Descubren una "Supertierra" con atmósfera y muchas opciones de albergar vida muy cerca de nosotros

La supertierra orbitando la estrella GJ 887
La supertierra orbitando la estrella GJ 887Generado con IA

¿Vida a la vuelta de la esquina? Detectan un planeta a 10 años luz de la Tierra en una zona habitable. Su estrella es tan estable que permite soñar con agua líquida y atmósfera.

Durante años hemos mirado a Marte como la nueva casa de la humanidad, pero el próximo candidato serio para albergar vida puede que no esté en nuestro propio sistema, sino un poco más allá, a solo unos 10 años luz.  

Un equipo internacional de astrónomos ha confirmado GJ 887 d, una supertierra que orbita una enana roja cercana y que reúne varios de los requisitos que la ciencia lleva décadas buscando.

Este planeta es rocoso, orbita en la zona habitable y tiene una estrella tranquila. El problema es que, con la tecnología actual, es imposible llegar a ella. 

De acuerdo con los científicos, podría tener una superficie sólida, océanos y una atmósfera razonablemente estable, justo los ingredientes que asociamos con la vida tal y como la entendemos.

Una supertierra a 10 años luz

GJ 887 d orbita la estrella GJ 887, también conocida como Gliese 887, una enana roja situada a algo más de 10 años luz en la constelación de Piscis Austrinus. 

Es una estrella más pequeña y fría que el Sol, con aproximadamente la mitad de su masa, lo que desplaza su zona habitable hacia la superficie estelar.

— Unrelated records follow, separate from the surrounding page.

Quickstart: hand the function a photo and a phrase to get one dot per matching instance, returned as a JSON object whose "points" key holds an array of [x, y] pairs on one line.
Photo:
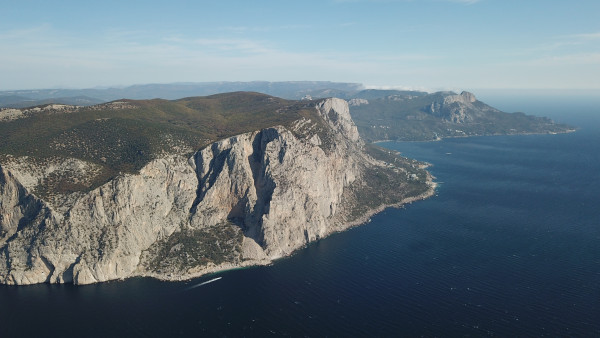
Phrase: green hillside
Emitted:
{"points": [[124, 135]]}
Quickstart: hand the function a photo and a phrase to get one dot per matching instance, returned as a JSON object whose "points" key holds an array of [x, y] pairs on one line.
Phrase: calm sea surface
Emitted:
{"points": [[510, 246]]}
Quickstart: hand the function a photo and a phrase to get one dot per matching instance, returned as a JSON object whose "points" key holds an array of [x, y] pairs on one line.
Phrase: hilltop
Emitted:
{"points": [[419, 116]]}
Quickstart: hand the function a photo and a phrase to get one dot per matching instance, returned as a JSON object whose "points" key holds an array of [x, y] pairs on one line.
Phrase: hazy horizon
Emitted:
{"points": [[430, 44]]}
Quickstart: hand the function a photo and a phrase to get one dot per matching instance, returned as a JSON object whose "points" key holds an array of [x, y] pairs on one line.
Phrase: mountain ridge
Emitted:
{"points": [[245, 199]]}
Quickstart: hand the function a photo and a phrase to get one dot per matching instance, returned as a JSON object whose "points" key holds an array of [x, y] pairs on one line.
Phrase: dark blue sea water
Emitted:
{"points": [[510, 246]]}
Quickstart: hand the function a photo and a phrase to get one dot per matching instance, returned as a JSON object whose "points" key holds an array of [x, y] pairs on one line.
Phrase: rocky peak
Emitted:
{"points": [[337, 113]]}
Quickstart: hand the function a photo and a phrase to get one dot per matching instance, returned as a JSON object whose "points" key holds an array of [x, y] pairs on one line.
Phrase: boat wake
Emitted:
{"points": [[203, 283]]}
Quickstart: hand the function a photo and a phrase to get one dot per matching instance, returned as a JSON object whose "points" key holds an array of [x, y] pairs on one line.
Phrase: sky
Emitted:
{"points": [[408, 44]]}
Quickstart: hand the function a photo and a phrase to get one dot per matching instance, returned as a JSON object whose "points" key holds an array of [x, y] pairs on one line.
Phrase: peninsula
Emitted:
{"points": [[177, 189]]}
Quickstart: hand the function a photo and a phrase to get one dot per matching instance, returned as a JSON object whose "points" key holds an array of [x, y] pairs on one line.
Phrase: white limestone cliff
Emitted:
{"points": [[281, 188]]}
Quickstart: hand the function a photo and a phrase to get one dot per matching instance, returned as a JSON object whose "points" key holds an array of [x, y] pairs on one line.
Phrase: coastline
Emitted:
{"points": [[227, 266], [568, 131]]}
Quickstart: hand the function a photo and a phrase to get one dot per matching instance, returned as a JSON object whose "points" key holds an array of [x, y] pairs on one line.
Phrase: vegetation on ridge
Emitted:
{"points": [[123, 136]]}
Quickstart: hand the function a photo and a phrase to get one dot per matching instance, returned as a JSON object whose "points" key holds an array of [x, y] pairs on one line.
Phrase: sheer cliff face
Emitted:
{"points": [[280, 188]]}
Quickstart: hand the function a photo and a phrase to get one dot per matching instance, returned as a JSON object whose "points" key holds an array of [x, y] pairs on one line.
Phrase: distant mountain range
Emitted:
{"points": [[379, 114], [292, 90]]}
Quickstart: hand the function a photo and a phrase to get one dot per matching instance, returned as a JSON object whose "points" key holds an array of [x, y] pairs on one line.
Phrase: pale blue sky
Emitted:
{"points": [[421, 44]]}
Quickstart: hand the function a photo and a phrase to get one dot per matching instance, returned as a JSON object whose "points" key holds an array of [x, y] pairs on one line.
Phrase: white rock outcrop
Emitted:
{"points": [[282, 187]]}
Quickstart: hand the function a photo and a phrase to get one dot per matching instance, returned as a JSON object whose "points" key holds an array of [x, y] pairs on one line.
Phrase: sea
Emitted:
{"points": [[509, 246]]}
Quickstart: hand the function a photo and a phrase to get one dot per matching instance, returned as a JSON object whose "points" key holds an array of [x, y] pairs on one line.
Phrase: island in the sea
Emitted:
{"points": [[175, 189]]}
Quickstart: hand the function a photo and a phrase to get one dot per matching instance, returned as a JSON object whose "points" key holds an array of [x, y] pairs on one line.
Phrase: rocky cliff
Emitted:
{"points": [[243, 200]]}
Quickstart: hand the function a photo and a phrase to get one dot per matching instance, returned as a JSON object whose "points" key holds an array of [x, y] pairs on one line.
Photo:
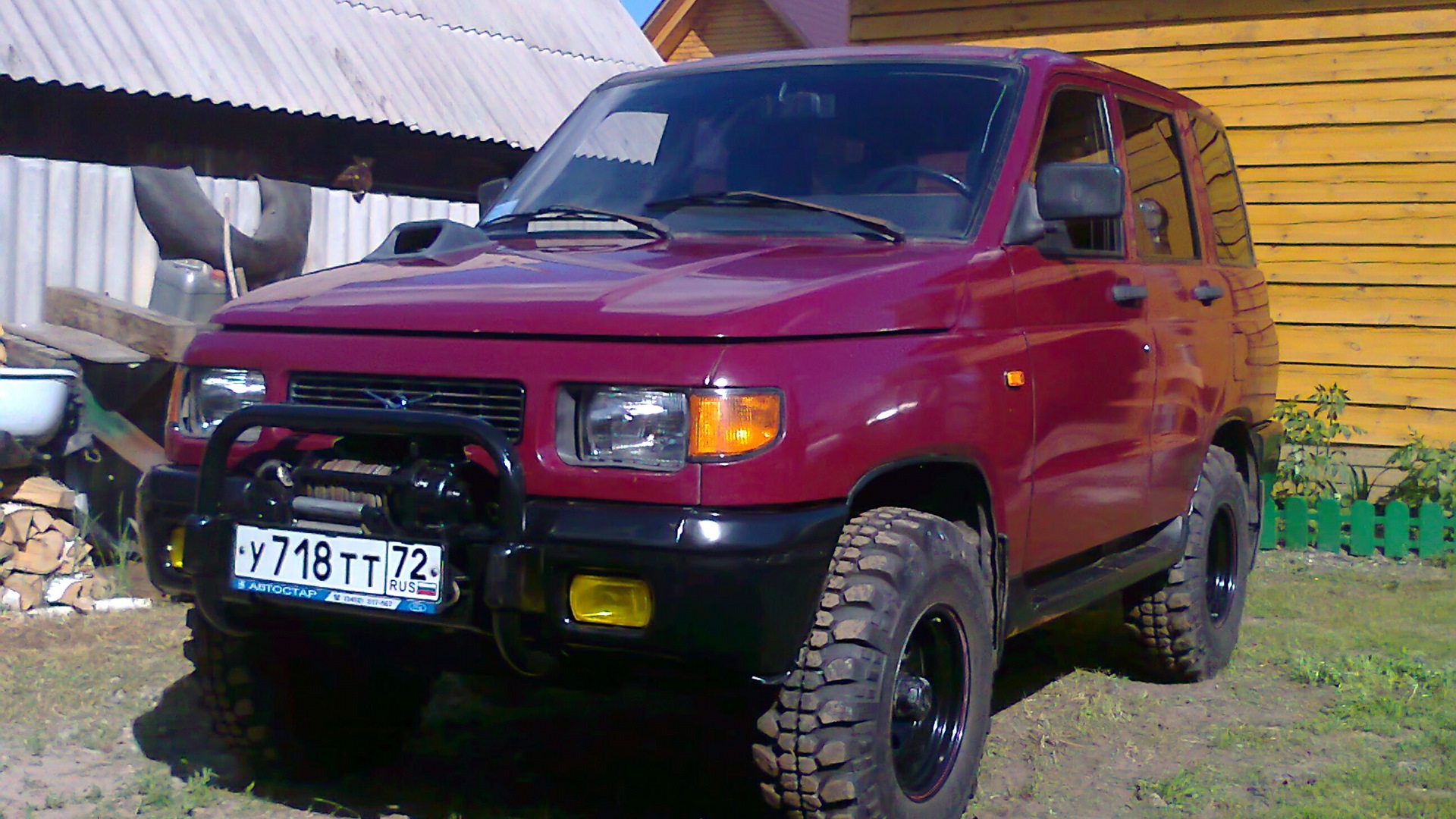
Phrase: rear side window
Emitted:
{"points": [[1159, 180], [1231, 224], [1076, 130]]}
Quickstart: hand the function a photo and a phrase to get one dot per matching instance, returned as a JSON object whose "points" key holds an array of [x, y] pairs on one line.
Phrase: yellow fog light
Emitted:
{"points": [[733, 423], [610, 601], [175, 548]]}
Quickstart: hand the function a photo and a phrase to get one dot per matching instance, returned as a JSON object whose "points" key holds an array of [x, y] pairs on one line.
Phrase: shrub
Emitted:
{"points": [[1429, 474], [1310, 466]]}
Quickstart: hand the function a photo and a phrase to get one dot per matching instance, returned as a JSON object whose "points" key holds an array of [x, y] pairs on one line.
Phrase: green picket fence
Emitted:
{"points": [[1362, 528]]}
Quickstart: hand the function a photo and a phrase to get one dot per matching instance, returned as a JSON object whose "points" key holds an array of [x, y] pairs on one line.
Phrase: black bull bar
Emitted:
{"points": [[498, 560]]}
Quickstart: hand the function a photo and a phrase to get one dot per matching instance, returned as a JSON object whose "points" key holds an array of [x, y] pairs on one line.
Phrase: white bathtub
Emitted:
{"points": [[33, 403]]}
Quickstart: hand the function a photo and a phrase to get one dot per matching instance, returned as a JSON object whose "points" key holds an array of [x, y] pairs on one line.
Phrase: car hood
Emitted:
{"points": [[683, 289]]}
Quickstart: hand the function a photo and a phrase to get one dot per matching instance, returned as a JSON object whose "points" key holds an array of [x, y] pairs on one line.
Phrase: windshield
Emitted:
{"points": [[910, 146]]}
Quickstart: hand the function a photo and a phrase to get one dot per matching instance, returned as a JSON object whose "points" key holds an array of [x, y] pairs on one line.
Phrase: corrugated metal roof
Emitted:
{"points": [[76, 224], [504, 71]]}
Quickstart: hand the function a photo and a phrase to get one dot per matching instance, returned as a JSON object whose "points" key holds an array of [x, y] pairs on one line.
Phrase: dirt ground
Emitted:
{"points": [[1341, 701]]}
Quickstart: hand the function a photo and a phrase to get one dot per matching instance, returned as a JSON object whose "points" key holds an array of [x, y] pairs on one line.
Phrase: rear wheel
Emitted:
{"points": [[1187, 618], [887, 711], [299, 707]]}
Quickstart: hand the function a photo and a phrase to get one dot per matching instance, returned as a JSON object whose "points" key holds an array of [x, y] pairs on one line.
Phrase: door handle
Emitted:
{"points": [[1207, 293], [1128, 293]]}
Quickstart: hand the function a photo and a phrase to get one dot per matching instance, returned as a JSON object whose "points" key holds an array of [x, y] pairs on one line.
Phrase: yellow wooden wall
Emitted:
{"points": [[730, 27], [1343, 120]]}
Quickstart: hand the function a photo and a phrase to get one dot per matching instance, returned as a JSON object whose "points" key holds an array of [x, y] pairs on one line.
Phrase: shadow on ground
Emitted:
{"points": [[563, 754]]}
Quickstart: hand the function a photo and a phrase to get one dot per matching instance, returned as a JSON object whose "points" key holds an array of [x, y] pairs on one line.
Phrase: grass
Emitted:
{"points": [[1340, 701]]}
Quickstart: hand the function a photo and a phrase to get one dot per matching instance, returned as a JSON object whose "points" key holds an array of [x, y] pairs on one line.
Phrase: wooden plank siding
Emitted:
{"points": [[730, 27], [1343, 120]]}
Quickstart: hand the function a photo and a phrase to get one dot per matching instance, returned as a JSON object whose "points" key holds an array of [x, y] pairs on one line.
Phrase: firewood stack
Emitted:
{"points": [[44, 560]]}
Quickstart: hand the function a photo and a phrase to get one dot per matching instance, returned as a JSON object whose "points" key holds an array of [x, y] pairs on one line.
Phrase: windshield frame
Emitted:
{"points": [[1005, 118]]}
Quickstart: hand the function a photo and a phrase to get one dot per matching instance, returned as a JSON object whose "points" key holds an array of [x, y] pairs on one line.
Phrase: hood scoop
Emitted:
{"points": [[428, 241]]}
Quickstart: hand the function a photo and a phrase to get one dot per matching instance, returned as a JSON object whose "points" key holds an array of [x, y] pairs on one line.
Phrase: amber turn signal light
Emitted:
{"points": [[731, 423], [610, 601], [175, 547]]}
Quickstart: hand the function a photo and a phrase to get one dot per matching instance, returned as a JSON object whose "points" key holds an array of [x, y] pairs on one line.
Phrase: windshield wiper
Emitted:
{"points": [[639, 223], [755, 199]]}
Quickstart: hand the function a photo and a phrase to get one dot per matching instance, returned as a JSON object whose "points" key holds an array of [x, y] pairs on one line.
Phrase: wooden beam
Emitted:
{"points": [[25, 353], [79, 343], [143, 330]]}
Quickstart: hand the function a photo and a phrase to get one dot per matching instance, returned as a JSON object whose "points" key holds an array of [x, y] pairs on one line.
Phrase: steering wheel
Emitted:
{"points": [[880, 178]]}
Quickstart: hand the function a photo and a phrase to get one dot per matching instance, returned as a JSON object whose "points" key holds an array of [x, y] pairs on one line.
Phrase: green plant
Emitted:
{"points": [[1429, 474], [1310, 465]]}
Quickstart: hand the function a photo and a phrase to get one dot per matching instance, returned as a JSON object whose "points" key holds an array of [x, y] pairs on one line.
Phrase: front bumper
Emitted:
{"points": [[734, 589]]}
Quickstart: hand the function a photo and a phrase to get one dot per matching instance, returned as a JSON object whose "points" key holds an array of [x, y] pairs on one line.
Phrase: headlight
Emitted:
{"points": [[664, 428], [212, 394], [644, 428]]}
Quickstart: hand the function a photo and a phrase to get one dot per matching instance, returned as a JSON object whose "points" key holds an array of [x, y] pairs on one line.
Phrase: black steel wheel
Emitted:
{"points": [[887, 710], [1222, 576], [932, 684], [1187, 618]]}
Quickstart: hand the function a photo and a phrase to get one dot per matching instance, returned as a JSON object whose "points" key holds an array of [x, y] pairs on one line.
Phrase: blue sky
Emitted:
{"points": [[639, 9]]}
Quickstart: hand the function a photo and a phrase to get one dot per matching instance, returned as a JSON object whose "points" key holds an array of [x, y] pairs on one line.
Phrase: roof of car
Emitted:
{"points": [[1043, 58]]}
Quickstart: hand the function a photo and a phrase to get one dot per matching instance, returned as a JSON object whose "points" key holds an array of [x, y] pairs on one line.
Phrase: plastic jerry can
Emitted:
{"points": [[188, 289]]}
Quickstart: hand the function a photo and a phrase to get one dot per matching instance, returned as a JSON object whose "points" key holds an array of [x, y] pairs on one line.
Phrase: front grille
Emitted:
{"points": [[500, 403]]}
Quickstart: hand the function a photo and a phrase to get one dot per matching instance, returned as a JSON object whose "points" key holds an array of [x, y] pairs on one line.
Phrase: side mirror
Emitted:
{"points": [[1079, 190], [490, 193]]}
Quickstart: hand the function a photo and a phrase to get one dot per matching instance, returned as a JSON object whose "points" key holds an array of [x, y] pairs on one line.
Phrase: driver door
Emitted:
{"points": [[1084, 308]]}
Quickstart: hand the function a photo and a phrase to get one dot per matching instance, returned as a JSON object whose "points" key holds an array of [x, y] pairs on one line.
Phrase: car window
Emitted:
{"points": [[913, 145], [1158, 177], [1231, 224], [1076, 130]]}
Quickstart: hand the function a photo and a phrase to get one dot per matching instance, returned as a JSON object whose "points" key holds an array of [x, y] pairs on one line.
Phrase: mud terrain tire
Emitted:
{"points": [[1187, 618], [302, 708], [906, 610]]}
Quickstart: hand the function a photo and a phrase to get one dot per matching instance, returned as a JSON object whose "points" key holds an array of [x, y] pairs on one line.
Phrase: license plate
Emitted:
{"points": [[340, 569]]}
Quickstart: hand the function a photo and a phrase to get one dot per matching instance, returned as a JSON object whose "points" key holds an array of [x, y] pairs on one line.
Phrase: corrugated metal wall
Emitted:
{"points": [[76, 224]]}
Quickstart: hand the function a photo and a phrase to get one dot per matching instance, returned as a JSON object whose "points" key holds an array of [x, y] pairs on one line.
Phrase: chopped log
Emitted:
{"points": [[143, 330], [25, 353], [39, 491], [79, 343]]}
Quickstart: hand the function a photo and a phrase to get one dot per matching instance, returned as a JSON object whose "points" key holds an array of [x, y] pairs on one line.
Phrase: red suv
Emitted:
{"points": [[819, 372]]}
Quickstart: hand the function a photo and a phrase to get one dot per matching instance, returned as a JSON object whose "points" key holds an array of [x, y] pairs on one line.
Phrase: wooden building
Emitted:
{"points": [[1343, 120], [692, 30]]}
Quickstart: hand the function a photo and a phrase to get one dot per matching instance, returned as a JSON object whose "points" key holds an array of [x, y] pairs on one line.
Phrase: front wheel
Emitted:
{"points": [[291, 706], [887, 710]]}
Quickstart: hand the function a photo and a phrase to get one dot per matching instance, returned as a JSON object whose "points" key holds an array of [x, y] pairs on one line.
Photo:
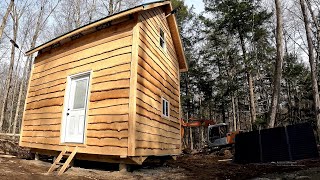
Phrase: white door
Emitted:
{"points": [[76, 109]]}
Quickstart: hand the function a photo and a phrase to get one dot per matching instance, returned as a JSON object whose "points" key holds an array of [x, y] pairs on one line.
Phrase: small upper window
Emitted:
{"points": [[162, 39], [165, 107]]}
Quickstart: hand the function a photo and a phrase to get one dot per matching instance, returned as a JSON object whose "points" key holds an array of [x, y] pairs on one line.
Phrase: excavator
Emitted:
{"points": [[218, 134]]}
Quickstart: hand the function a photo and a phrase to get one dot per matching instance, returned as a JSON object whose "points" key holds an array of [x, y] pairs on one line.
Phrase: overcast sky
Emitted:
{"points": [[198, 4]]}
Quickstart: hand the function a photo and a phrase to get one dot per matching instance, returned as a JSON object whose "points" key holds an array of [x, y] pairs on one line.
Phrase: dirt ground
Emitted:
{"points": [[185, 167]]}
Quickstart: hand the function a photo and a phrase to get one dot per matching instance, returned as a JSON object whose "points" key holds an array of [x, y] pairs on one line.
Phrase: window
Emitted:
{"points": [[165, 107], [162, 39]]}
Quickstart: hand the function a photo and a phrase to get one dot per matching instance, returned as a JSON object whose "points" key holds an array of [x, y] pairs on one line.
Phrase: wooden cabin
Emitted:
{"points": [[110, 89]]}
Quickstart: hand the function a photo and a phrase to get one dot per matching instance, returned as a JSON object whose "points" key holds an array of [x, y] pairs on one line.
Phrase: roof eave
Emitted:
{"points": [[176, 39], [97, 23]]}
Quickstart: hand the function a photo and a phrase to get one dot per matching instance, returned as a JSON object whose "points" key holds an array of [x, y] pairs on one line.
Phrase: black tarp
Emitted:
{"points": [[288, 143]]}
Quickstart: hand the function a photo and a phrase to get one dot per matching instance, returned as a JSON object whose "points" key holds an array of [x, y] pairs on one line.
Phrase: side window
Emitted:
{"points": [[165, 107], [162, 39]]}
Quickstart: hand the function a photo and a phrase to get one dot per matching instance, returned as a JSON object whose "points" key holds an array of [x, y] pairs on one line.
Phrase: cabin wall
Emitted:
{"points": [[107, 53], [158, 76]]}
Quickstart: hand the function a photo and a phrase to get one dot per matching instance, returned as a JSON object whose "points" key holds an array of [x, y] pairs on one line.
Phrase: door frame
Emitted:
{"points": [[65, 107]]}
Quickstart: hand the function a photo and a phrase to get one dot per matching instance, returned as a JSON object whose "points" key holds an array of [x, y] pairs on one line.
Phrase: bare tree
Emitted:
{"points": [[5, 17], [278, 65], [15, 26], [314, 77]]}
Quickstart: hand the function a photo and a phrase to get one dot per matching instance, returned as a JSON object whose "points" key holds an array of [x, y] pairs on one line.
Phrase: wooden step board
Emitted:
{"points": [[64, 165]]}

En ese anillo templado es donde encaja la órbita de este nuevo planeta.

Los modelos apuntan a que tiene una masa aproximadamente seis veces la de la Tierra, lo que la coloca en pleno terreno de la supertierra, con una estructura presumiblemente rocosa. 

A esa escala, la gravedad sería mayor que la terrestre, pero no estamos hablando de un mini-Neptuno envuelto en gases pesados, sino de un candidato razonable a tener suelo firme y quizá agua líquida. 

Esa combinación, unida a su cercanía relativa, explica por qué se ha colado de inmediato en los listados de los exoplanetas más interesantes del momento.

La otra pieza clave es la zona habitable. El término, a menudo sobreutilizado, no implica que haya bosques y océanos garantizados, sino que la distancia al astro permite que el agua se mantenga líquida en la superficie si el planeta dispone de atmósfera. 

GJ 887 d cumple esa condición geométrica: ni tan cerca como para hervir, ni tan lejos como para congelarse por completo, siempre dentro de las incertidumbres que aún manejan los modelos.

Cómo se ha detectado realmente este planeta

Este hallazgo se debe a los espectrógrafos HARPS y ESPRESSO, instalados en los observatorios de ESO en Chile, que han registrado pacientemente la luz de GJ 887. 

A partir de más de un centenar de medidas se ha podido reconstruir con mucha precisión cómo se mueve la estrella.

La técnica empleada se llama velocidad radial, en la que un planeta no solo gira alrededor de su estrella, sino que también hace que la estrella se mueva ligeramente de un lado a otro debido a la gravedad del planeta. 

Esa oscilación minúscula deja una huella en la luz que llega a la Tierra, un desplazamiento periódico que delata la presencia del compañero invisible. 

Las nuevas campañas de observación han permitido separar mejor el ruido de la actividad propia de la estrella —manchas, llamaradas, cambios magnéticos— de la firma del planeta. 

El resultado es una órbita de unos 51 días, muy rápida en comparación con el año terrestre, pero lógica para una estrella pequeña y compatible con una posición en la franja templada del sistema GJ 887.

De la teoría a la posible habitabilidad

Las grandes preguntas científicas sobre la vida fuera de la Tierra se están desplazando hacia exoplanetas templados en estrellas cercanas, donde las probabilidades teóricas juegan más a favor. 

No se trata de abandonar el planeta rojo, sino de aceptar que el bingo de la vida puede estar repartiéndose en mesas que no vemos a simple vista.

Hasta hace poco, hablar de entorno cercano era hablar de la Luna, Marte o las lunas de Júpiter y Saturno; hoy empiezan a entrar en esa conversación mundos que orbitan otros soles, apenas a unas pocas paradas de luz de distancia. 

Puede que nunca lleguemos a pisar GJ 887 d, pero lo que seamos capaces de leer en su atmósfera en las próximas décadas puede decirnos algo esencial.